À Waremme, la Maison de la Laïcité se retrouve fort seule dans l’accueil des migrants sur le territoire de la commune. Début 2018, en réaction à la gestion politique catastrophique en matière de politique migratoire, l’établissement décide de se mobiliser et de transformer ses locaux en un relais de jour. Sa présidente, Jacqueline Gihousse, rappelle : « Tout est parti de démarches individuelles dans le chef de plusieurs personnes. Nous véhiculions des migrants depuis le parc Maximilien, à Bruxelles, à l’aller comme au retour, et ce, afin de les acheminer dans des familles d’hébergeurs habitant à Waremme ou dans les environs. » De fil en aiguille, l’idée s’impose de prévoir un endroit où accueillir ces personnes pendant la journée. Des vêtements sont récoltés et des vivres distribués aux migrants, qui emportent ce dont ils ont besoin. De la vingtaine de personnes qu’elle aide, la Maison de la Laïcité se retrouve certains jours avec quatre-vingt. « On est en permanence dans l’urgence en se demandant si demain, il y aura toujours assez de bénévoles », poursuit Jacqueline Gihousse.

(crop) A refugee child is waiting in line for aid from Turkish relief organizations in Pazarkule camp on the Turkish-Greek borderon 15 March 2020 (Photo by Belal Khaled/NurPhoto)

Il n’est pas illégal d’aider humainement ces populations en transit. Ce qui l’est, c’est de se servir d’elles pour en tirer un profit personnel, comme le font les passeurs. Ici, c’est un acte purement humanitaire. © Belal Khaled/NurPhoto/AFP

La Maison attendait de la commune, pourtant « hospitalière », qu’elle adhère pleinement à cet élan de solidarité. Par exemple, en mettant à leur disposition des infrastructures d’accueil à destination des migrants. Or, à en croire Jacqueline Gihousse, Waremme chercherait au contraire à éviter toute solution. « Nous avons rencontré les autorités pour tenter de trouver un lieu pour les migrants au début de l’opération, mais depuis, rien n’a été fait. On continue de solliciter la commune, mais elle préfère maintenir le statu quo, estimant que nos initiatives ont créé un appel d’air. »

Cité ardente et citoyenne

À quelques kilomètres de là : Liège. Première grande ville francophone à devenir « hospitalière ». En novembre 2017, le conseil communal adoptait à l’unanimité une motion par laquelle la Ville s’engageait à améliorer l’information et l’accueil des personnes migrantes, quel que soit leur statut. Un programme qui a par ailleurs été consacré dans la déclaration de politique communale, après les élections de 2018.

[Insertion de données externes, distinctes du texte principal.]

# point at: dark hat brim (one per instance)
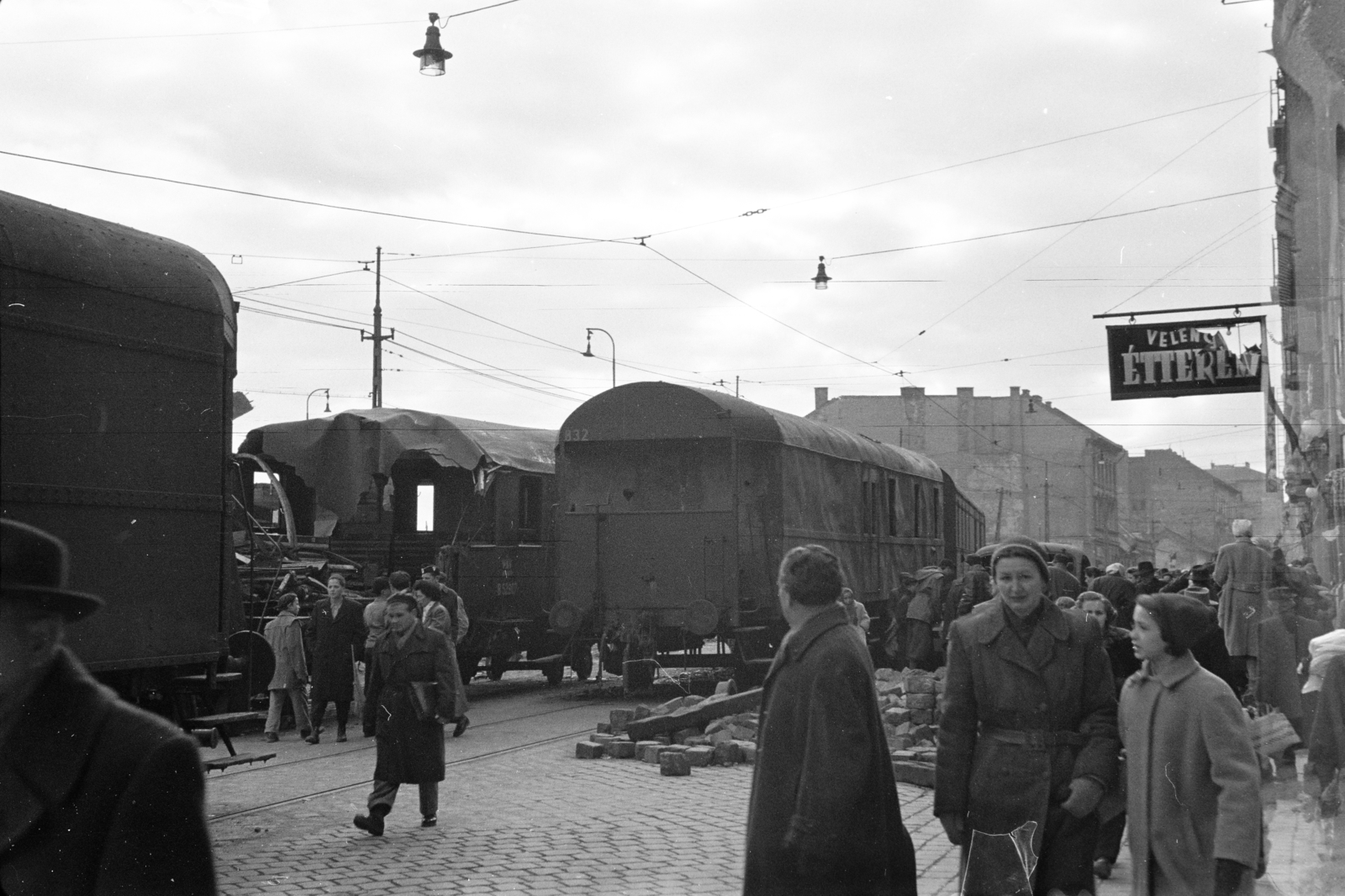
(71, 604)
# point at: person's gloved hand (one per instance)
(1084, 795)
(952, 825)
(1228, 876)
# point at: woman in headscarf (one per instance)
(1192, 777)
(1028, 737)
(410, 696)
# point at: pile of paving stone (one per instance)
(717, 730)
(911, 703)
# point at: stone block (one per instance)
(911, 772)
(674, 764)
(728, 754)
(699, 756)
(896, 714)
(643, 747)
(620, 750)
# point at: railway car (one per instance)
(118, 358)
(396, 488)
(677, 505)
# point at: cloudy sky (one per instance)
(567, 129)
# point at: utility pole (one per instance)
(1047, 490)
(378, 329)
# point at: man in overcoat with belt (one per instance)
(825, 817)
(1243, 573)
(98, 797)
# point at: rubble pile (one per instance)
(683, 734)
(911, 701)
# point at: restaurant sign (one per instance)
(1188, 358)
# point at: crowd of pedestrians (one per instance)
(1075, 708)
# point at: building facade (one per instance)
(1031, 468)
(1309, 143)
(1177, 513)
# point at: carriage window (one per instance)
(425, 508)
(529, 503)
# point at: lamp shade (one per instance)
(432, 55)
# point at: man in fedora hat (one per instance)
(96, 795)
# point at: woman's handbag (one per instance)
(1271, 734)
(425, 700)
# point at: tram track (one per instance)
(369, 781)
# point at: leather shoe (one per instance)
(373, 824)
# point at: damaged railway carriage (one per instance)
(118, 356)
(397, 488)
(677, 506)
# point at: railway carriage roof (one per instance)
(336, 455)
(55, 242)
(667, 410)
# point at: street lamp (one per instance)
(432, 55)
(327, 409)
(588, 349)
(820, 280)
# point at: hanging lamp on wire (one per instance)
(820, 280)
(432, 55)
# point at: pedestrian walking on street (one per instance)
(1192, 777)
(287, 645)
(98, 797)
(1243, 572)
(825, 817)
(340, 633)
(410, 697)
(1028, 736)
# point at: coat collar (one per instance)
(1174, 673)
(1052, 619)
(47, 748)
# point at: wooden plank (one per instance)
(697, 716)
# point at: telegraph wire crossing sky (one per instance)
(1020, 167)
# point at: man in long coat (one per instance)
(100, 798)
(825, 817)
(340, 635)
(1243, 573)
(410, 748)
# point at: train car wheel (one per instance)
(582, 661)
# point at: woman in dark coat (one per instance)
(340, 634)
(410, 750)
(1028, 734)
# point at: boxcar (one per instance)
(677, 505)
(396, 488)
(119, 356)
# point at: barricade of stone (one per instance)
(683, 734)
(911, 703)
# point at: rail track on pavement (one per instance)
(372, 744)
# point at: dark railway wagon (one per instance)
(118, 356)
(394, 488)
(677, 505)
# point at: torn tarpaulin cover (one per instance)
(338, 455)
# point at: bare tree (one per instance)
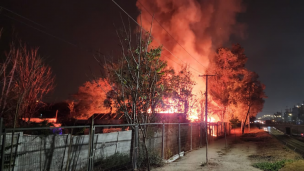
(136, 86)
(33, 80)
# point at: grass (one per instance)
(294, 166)
(115, 161)
(271, 166)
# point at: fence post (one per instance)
(3, 149)
(136, 147)
(217, 129)
(163, 142)
(201, 134)
(191, 136)
(91, 143)
(179, 140)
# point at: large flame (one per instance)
(191, 30)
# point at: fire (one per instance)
(191, 30)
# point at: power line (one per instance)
(49, 34)
(146, 31)
(170, 34)
(73, 44)
(46, 31)
(181, 64)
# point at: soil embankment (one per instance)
(242, 152)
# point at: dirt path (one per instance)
(233, 158)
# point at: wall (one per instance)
(51, 152)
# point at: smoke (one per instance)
(199, 26)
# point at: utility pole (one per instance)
(206, 114)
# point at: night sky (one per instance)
(272, 42)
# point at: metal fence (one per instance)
(101, 147)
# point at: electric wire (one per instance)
(73, 44)
(151, 35)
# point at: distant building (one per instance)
(288, 115)
(266, 117)
(278, 117)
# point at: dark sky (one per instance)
(272, 43)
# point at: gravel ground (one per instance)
(233, 158)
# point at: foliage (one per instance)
(91, 98)
(154, 157)
(234, 86)
(24, 80)
(114, 161)
(296, 165)
(182, 99)
(271, 166)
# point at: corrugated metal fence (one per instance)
(68, 148)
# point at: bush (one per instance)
(114, 161)
(271, 166)
(154, 157)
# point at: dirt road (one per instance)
(232, 158)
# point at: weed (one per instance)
(154, 158)
(271, 166)
(114, 161)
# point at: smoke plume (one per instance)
(199, 26)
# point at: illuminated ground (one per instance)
(242, 152)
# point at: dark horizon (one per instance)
(271, 42)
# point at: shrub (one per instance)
(114, 161)
(271, 166)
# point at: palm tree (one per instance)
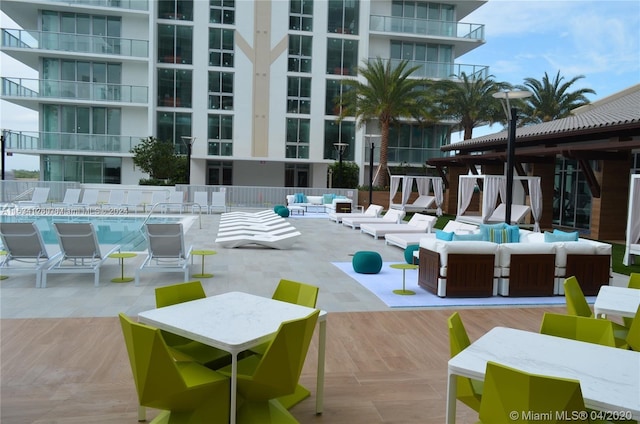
(389, 94)
(552, 99)
(470, 102)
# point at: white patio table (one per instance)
(235, 322)
(609, 377)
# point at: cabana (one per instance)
(494, 186)
(632, 244)
(424, 184)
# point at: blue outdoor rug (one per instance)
(389, 279)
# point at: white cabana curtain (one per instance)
(407, 184)
(466, 193)
(438, 194)
(633, 220)
(535, 196)
(393, 188)
(492, 186)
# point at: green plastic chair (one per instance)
(184, 292)
(507, 390)
(263, 379)
(469, 391)
(591, 330)
(187, 392)
(297, 293)
(633, 336)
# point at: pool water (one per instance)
(127, 232)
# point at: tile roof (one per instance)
(616, 111)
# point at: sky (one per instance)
(524, 39)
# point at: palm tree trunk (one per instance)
(382, 176)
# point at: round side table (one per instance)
(404, 268)
(203, 253)
(121, 256)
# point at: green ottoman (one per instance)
(408, 254)
(366, 262)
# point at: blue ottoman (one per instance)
(408, 254)
(366, 262)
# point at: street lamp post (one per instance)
(341, 148)
(188, 142)
(512, 118)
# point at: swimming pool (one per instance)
(125, 231)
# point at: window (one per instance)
(301, 15)
(221, 47)
(220, 90)
(297, 138)
(298, 95)
(343, 16)
(174, 87)
(172, 126)
(175, 9)
(339, 132)
(300, 50)
(342, 56)
(222, 12)
(220, 134)
(415, 144)
(175, 44)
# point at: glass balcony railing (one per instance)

Cette motion est le fruit d’un véritable travail de concertation entre les autorités communales et le Collectif liégeois pour une justice migratoire rassemblant des citoyens et des citoyennes, ainsi qu’une cinquantaine d’associations. La motion liégeoise reprend avec précision les règlements et les droits des personnes en garantissant systématiquement l’interprétation la plus favorable aux migrants, notamment en matière de logement, d’accès à la formation ou aux soins de santé. Depuis le vote de cette motion, différents sous-groupes de travail ont été mis en place ; ils sont composés de membres de l’administration, du politique et du collectif. « Ce travail en sous-groupe permet d’avancer sur les demandes spécifiques du collectif, relatives jusqu’ici au logement, à la formation, au CPAS, à la police, ou encore à la situation des femmes migrantes précaires, etc. », explique Emmanuelle Vinois, juriste à l’ASBL Point d’Appui.

Mais des défis restent évidemment à relever, à l’instar de l’amélioration du délai de traitement des dossiers au CPAS ou quant à la mise en place d’un local permettant d’accueillir pendant la journée des migrants en transit. Seule frustration d’Emmanuelle Vinois : le temps que prend une décision. « Depuis les élections communales, on constate moins d’avancées. En attendant la mise en place des cabinets de la nouvelle majorité politique, il a fallu relancer la machine. Pour le monde associatif et au vu des urgences rencontrées, c’est beaucoup trop lent. Même si on travaille dans un climat de confiance. »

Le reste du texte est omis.